Step 0 sounds so easy. Until you realize __time__ exists. Then you take that away, and you find out that some compiler heuristics might not be deterministic.
Then you discover -frandom-seed - and go ballistic when you read "but it should be a different seed for each sourcefile"
Then you figure out your linker likes emitting a timestamp in object files. Then you discover /Brepro (if you're lucky enough to use lld-link.
Then you used to discover that Win7's app compat db expected a "real" timestamp, and a hash just won't do. (Thank God, that's dead now). This is usually the part where you start questioning your life choices.
Then somebody comes to your desk and asks if you can also make partial rebuilds deterministic.
On the upside, step 1 is usually quick, there will be no tests.
Though in the last 6 years I've seen at least one case where truly deterministic builds mattered:
A performance bug only happens when a malloc() during init was not aligned to 32 bytes, glibc on x86_64 only guaranteed 16 bytes, but depending on what alloc / dealloc happened before it may just land on 32 bytes boundary.
The alloc / dealloc sequence before that point was pretty deterministic, however there were a few strings containing __FILE__. And gitlab runner checked-out codes to a path with random number (or an index? I don't remember) without -ffile-prefix-map or $PWD trick so its length varies.
It is really nice to have determinatistic builds when doing estetic clean ups, to verify that the code does not change, or inspecting changes in the assembly code and limit the scope of change to just the affected code.
Often yes. Sometimes, no. You haven't enjoyed C++ until you get reports of the app intermittently crashing, and your build at the same version just won't.
But yes, if the goal is "slap it all in a container", that's probably good and at least somewhat reproducible. We aren't Python here! ;)
> Often yes. Sometimes, no. You haven't enjoyed C++ until you get reports of the app intermittently crashing, and your build at the same version just won't.
That's okay, it's probably just some bank in a random country that requires some software package to be installed, presumably in the interest of security, which injects a dll into every process on the machine and unsurprisingly has a bug which causes your process to crash at random in only that part of the world.
> some software package to be installed, presumably in the interest of security, which injects a dll into every process on the machine
You don't even have to get that far. Shell extensions (for file open or save dialogs) and printer drivers also introduce arbitrary DLLs to your processes. And some of them are compiled in an old version of IIRC Delphi or Turbo Pascal, which on the DLL startup code unconditionally changes the floating point control word to something which causes unexpected behavior in some framework you're using.

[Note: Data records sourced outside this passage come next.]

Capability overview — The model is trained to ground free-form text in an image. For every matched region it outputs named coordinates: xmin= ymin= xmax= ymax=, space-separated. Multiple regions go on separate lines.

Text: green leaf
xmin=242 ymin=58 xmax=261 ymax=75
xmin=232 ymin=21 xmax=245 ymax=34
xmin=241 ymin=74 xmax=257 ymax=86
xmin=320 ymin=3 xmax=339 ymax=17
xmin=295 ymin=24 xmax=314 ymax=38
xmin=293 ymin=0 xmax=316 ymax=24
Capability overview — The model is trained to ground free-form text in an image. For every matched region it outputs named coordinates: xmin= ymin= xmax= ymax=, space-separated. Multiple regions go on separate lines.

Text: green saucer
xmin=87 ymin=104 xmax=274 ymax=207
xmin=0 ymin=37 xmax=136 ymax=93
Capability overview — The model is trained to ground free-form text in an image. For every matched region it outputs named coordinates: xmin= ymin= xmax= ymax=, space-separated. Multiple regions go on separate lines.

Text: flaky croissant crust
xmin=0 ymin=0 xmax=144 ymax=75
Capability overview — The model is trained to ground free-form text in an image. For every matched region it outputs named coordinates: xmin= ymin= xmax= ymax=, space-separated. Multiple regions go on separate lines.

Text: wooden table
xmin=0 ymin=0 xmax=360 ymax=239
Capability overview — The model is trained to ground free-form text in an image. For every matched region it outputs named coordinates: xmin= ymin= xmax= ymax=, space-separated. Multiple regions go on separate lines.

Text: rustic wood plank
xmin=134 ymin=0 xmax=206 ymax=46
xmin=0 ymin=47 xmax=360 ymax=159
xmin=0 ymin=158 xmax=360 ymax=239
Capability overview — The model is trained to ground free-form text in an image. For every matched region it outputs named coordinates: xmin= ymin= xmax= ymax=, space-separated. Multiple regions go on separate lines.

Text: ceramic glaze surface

(We ended up wrapping all calls to file open or save or print dialogs with code to save and restore the floating point control word, just in case they had loaded one of these annoying DLLs.)
That's probably reading uninitialized memory. You can get away with that for a VERY long time, until you can't. See the earlier valgrind recommendation.
But that sort of report isn't a deep mystery, it's just a specific class of bug. Given the description, you've got a pretty good idea of what you're looking for.
... until the cause is really and truly a non-deterministic build. Trust me, been there.
For a long-ago example: I worked on a project that had an optimizer that used time-bounded simulated annealing to optimize. No two builds ever the same. It was "great".
yeah I don't think OP is talking about byte perfect determinism, they just want CI not to explode. that's the triage goal, byte perfect determinism is not your first priority when stopping the bleeding on a legacy c++ project
> Then somebody comes to your desk and asks if you can also make partial rebuilds deterministic.
This is a good guy. Knows what they need, knows you are smart enough to potentially finally slay the dragon, will fight the bureaucracy on your behalf. Asking a hard ask is rarely beneficial for the asker on the failure side. Don't burn yourself out for it though and don't be afraid to ask hard favors from the asker.
> The string can either be a number (decimal, octal or hex) or an arbitrary string (in which case it’s converted to a number by computing CRC32).
> The string should be different for every file you compile.
So basically just pass in the project relative path to the file into random-seed and you'll be fine. It's a shame the guidance doesn't explain why the string should be different because that feels like it could be advice that's not rooted in any technical reality.
__time__ isn't actually that bad as it's an anti-pattern and much better for the build system to inject the build time explicitly as an input macro (if your software needs it for UX purposes).
__FILE__ is the more annoying one but can be solved through fmacro-prefix-map.
Then you discover -frandom-seed - and go ballistic when you read "but it should be a different seed for each sourcefile"
Then you figure out your linker likes emitting a timestamp in object files. Then you discover /Brepro (if you're lucky enough to use lld-link.
Then you used to discover that Win7's app compat db expected a "real" timestamp, and a hash just won't do. (Thank God, that's dead now). This is usually the part where you start questioning your life choices.
Then somebody comes to your desk and asks if you can also make partial rebuilds deterministic.
On the upside, step 1 is usually quick, there will be no tests.